Asfura is under investigation for the embezzlement of
city funds, though he says he is innocent.
Polls are open from 7 am to 5 pm with initial results expected on Sunday evening.
One survey by a local pollster found that unemployment and corruption are voters’ biggest grievances. The government of President Juan Orlando Hernandez has been plagued by scandal and accusations of ties to organised crime, especially after his brother was sentenced to life in prison in the US.
Hernandez said the charges were “outrageous”, and based on “the false testimonies of confessed murderers.”
Juan Antonio Hernandez was convicted in 2019 after a trial featuring evidence that he worked with traffickers from Colombia and Mexico to turn Honduras into a major hub for cocaine bound for the U.S. The ruling party used to be closely allied with the U.S., though Hernandez’s conviction has soured this relationship.
Crime, poverty and natural disasters have made Honduras one of the main sources of migration at the US southern border, which has become one of the biggest crises faced by the administration of President Joe Biden. A record 321,000 Hondurans were detained in the U.S. in the 2021 fiscal year that ended in September following back-to-back hurricanes at the end of 2019 and a stagnant economy after pandemic lockdowns. That’s a 22% increase over the same period a year earlier.

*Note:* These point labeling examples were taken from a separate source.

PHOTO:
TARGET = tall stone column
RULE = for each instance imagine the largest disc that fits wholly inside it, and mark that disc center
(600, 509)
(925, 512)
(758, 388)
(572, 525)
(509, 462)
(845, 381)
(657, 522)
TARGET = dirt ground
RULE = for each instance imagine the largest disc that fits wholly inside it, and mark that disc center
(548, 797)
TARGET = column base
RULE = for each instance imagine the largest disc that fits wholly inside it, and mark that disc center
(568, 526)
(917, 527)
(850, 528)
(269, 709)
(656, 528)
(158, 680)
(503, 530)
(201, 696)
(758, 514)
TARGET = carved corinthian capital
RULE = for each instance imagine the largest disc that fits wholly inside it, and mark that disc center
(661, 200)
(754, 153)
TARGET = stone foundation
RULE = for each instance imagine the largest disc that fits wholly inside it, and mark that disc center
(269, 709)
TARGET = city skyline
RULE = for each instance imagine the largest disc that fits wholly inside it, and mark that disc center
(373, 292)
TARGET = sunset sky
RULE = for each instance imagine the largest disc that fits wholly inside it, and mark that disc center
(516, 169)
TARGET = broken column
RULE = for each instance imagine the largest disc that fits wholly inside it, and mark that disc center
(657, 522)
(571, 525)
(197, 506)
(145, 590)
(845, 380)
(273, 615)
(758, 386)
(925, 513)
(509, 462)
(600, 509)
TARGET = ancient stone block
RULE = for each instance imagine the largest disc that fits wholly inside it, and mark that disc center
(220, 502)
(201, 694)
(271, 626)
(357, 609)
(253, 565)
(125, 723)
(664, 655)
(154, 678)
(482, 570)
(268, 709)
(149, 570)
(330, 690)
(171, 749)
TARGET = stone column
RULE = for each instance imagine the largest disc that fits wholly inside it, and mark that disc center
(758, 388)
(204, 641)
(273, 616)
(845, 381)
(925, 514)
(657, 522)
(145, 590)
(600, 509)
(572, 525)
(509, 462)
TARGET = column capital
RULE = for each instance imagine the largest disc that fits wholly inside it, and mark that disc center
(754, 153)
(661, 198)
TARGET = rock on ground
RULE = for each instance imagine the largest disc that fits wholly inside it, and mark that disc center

The outflows of migrants have sapped Honduras of many of its best people, said Yani Rosenthal, candidate for Honduras’s Liberal Party, who is polling third.
“It’s a super brain drain,” Rosenthal said, in an interview in the capital. “The government invests a lot of money in educating its people, and the U.S. gets the return on that investment, not Honduras.”
The economy will expand 4.9% this year, after a 9% slump last year, according to a forecast from the IMF. The country exports coffee, textiles and bananas, with the U.S. as its biggest trading partner.